- Artist: Coert Steynberg
- Year: 1950
- Subject: Johannes Henoch Marais
- Location: Stellenbosch; 33°55′58″S 18°51′50″E﻿ / ﻿33.932887°S 18.8638513°E;

= Jan Marais statue =

Statue at Stellenbosch University

The Jan Marais statue is situated in Stellenbosch, South Africa, and is located on the Rooiplein within the Stellenbosch University's campus.

== History ==
The Jan Marais statue was sculpted by Coert Steynberg and erected in 1950.

== Background ==
Philanthropist Johannes Henoch Marais, also known as Jan Marais, was born in Stellenbosch on 8 September 1851. In 1870, he set out with three of his brothers to pursue his fortune on the diamond fields near the Vaal and Orange Rivers. This led to them becoming major shareholders in the company De Beers Consolidated Diamond Mines. Jan Marais came back to Stellenbosch as a rich man and later went on to buy the Coetzenburg farm from his mother. He soon established himself in a forefront position as a leading figure in Stellenbosch. He became the first representative of Stellenbosch to serve in the House of Assembly and remained a parliamentary member till his death. In 1915, Jan Marais passed away and bequeathed £100 000 (R100 million) towards the establishment of Stellenbosch University. His testament also influenced the founding of the Jan Marais National Fund (HJMNF), which still continuously awards about R20 million every year towards a number of different developmental projects in South Africa in support of the Afrikaans language. In addition, he also funded a considerable sum of money for the start-up of Nasionale Pers (Naspers).

=== Statue ===
Stellenbosch university recognizes the sustainable financial contribution that philanthropist Jan Marais made towards the establishment of the university in 1915, which is the reason for the erection of the statue in 1950. The statue is placed in the centre of the main campus, where a multitude of students from different social and cultural backgrounds continuously walk past it every day.

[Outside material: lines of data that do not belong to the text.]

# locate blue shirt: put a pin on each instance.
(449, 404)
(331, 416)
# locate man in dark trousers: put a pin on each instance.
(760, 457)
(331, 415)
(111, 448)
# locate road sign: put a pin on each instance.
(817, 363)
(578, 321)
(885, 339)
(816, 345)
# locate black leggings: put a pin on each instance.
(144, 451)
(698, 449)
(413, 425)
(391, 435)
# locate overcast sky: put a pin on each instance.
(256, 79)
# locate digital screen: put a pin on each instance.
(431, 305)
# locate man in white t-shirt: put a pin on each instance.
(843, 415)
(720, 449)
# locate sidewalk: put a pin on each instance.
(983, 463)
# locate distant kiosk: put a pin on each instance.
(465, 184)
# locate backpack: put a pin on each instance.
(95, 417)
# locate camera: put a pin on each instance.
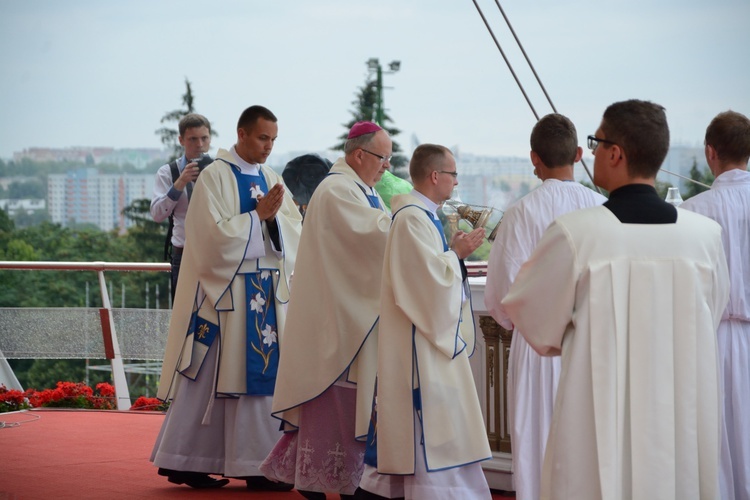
(203, 161)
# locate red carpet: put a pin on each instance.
(87, 454)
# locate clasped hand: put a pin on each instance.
(269, 204)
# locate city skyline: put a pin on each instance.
(92, 73)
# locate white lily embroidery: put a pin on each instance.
(257, 303)
(256, 191)
(269, 336)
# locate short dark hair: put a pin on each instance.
(303, 174)
(423, 160)
(729, 134)
(640, 128)
(193, 120)
(250, 116)
(555, 140)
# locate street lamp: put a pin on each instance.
(374, 66)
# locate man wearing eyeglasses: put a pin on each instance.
(630, 294)
(326, 375)
(532, 379)
(429, 436)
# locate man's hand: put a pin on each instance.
(464, 244)
(189, 174)
(269, 204)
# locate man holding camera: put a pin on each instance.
(174, 184)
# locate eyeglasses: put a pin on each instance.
(383, 159)
(593, 142)
(452, 174)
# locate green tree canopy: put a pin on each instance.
(706, 177)
(365, 109)
(170, 136)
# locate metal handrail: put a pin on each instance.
(109, 335)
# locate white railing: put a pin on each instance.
(112, 350)
(489, 363)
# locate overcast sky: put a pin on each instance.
(102, 73)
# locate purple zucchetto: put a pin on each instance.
(362, 128)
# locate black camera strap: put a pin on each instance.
(168, 242)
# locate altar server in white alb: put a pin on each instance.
(327, 372)
(630, 294)
(532, 379)
(429, 435)
(222, 352)
(728, 203)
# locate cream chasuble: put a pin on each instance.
(217, 251)
(333, 310)
(426, 336)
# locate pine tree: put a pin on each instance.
(169, 136)
(706, 177)
(365, 110)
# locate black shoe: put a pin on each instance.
(312, 495)
(198, 480)
(262, 483)
(361, 494)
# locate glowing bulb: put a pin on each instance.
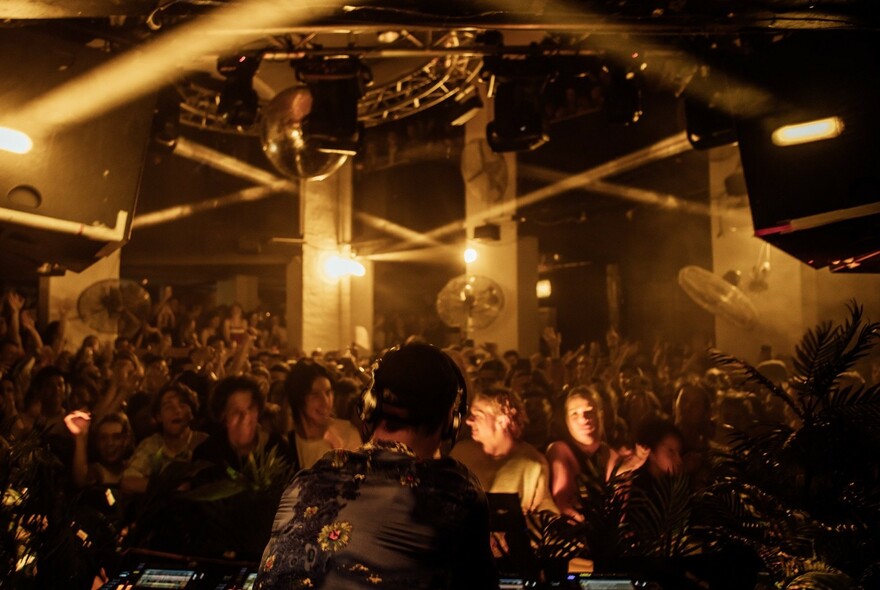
(336, 267)
(817, 130)
(17, 142)
(543, 288)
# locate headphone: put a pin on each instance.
(371, 398)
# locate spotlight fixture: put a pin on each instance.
(387, 37)
(623, 94)
(520, 123)
(336, 85)
(809, 131)
(239, 104)
(543, 288)
(465, 107)
(708, 119)
(15, 141)
(166, 120)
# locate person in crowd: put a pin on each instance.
(235, 326)
(638, 401)
(582, 449)
(390, 515)
(156, 373)
(309, 389)
(539, 419)
(490, 373)
(10, 402)
(46, 401)
(664, 443)
(126, 376)
(211, 327)
(693, 411)
(173, 408)
(110, 443)
(236, 405)
(496, 454)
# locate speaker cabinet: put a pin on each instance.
(819, 200)
(70, 200)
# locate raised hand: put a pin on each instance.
(78, 422)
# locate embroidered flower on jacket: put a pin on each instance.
(311, 557)
(409, 479)
(338, 461)
(336, 536)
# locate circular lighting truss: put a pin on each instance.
(448, 68)
(441, 78)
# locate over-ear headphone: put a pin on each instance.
(371, 397)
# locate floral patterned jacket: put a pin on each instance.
(379, 517)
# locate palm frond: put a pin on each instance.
(827, 351)
(661, 517)
(752, 380)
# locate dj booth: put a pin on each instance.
(151, 569)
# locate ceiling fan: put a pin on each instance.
(718, 296)
(470, 302)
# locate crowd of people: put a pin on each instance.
(202, 398)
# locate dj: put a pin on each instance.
(389, 515)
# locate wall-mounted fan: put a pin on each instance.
(470, 302)
(114, 306)
(718, 296)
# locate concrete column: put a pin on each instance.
(322, 312)
(797, 296)
(243, 289)
(61, 293)
(510, 261)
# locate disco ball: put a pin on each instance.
(285, 141)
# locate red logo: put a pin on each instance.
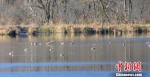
(128, 66)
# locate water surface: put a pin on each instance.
(62, 59)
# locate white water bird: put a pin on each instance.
(26, 49)
(50, 49)
(147, 42)
(110, 42)
(93, 48)
(62, 43)
(61, 54)
(11, 53)
(123, 44)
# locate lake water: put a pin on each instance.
(87, 56)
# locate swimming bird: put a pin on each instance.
(93, 48)
(25, 50)
(35, 43)
(110, 42)
(123, 44)
(11, 53)
(62, 43)
(147, 42)
(71, 42)
(61, 54)
(50, 49)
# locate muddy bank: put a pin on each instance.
(87, 29)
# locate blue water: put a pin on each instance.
(66, 74)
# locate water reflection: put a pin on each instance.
(78, 56)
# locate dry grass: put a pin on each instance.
(74, 28)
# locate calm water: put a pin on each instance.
(62, 59)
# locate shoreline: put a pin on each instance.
(76, 28)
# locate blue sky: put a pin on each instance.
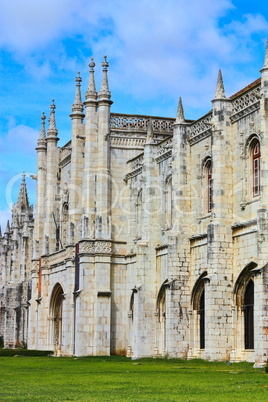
(158, 50)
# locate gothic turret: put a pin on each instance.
(220, 93)
(264, 78)
(77, 108)
(52, 159)
(104, 92)
(91, 93)
(103, 222)
(78, 133)
(180, 113)
(40, 188)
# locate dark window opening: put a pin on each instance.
(249, 315)
(202, 320)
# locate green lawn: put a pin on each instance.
(121, 379)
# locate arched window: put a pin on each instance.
(209, 185)
(198, 300)
(56, 317)
(256, 158)
(168, 203)
(202, 320)
(249, 315)
(161, 320)
(139, 214)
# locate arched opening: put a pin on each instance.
(168, 203)
(139, 214)
(256, 157)
(161, 320)
(56, 317)
(202, 320)
(207, 185)
(131, 324)
(244, 298)
(249, 316)
(199, 309)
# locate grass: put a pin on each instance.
(121, 379)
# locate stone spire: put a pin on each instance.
(23, 200)
(150, 133)
(220, 93)
(265, 66)
(52, 130)
(104, 91)
(42, 135)
(7, 228)
(91, 91)
(77, 105)
(180, 113)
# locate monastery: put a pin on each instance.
(149, 236)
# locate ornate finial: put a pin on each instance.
(42, 135)
(104, 91)
(220, 93)
(7, 227)
(91, 91)
(23, 201)
(105, 63)
(77, 105)
(52, 121)
(150, 133)
(180, 113)
(266, 55)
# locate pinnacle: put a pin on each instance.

== Aim for removing the statue ==

=== Decolonisation of universities in South Africa ===
It has been reported that non-white university students still encounter the social structures of colonialism and white privilege on a daily basis. This idea led to the #FeesMustFall campaign that erupted on university campuses throughout South Africa in 2015. The student uprisings were primarily focused on decolonizing higher education institutional structures, granting formally underrepresented populations equal access to higher education, and decolonizing university curricula.

University institutional hierarchies are dominated by white academics. White people only make up 7.8% of the South African population overall, however, 74% of the permanent academic staff at the top South African universities are white. These statistics reveal the cause of the protests in 2015, as research evidence supports that the opportunities for employment are still believed to be only available to those who benefited from colonialism.

=== Protests for removing the statue ===
Statues and other visual symbols can evoke a variety of emotions and feelings in people, especially in a nation with a history of apartheid-related division and difficult circumstances. During the #FeesMustFall movement in 2015, statues at universities such as the Jan Marias statue situated on the Rooiplein in Stellenbosch came under increasing scrutiny. Student groups expressed their displeasure with the Jan Marais statue during the height of the #FeesMustFall movement. This was done by setting fire and throwing clay and sand at the pedestal of the statue. The protest aimed to raise awareness and reflect on the presence of the statues from a colonial past within South African university campuses. The statue of Marais was the target figure as he is regarded as a symbol of white supremacy that looms over the campus and upholds an ongoing legacy of segregation and colonization. The protests never lead to the removal of the statue in 2015 and the statue still remains intact on the Stellenbosch campus.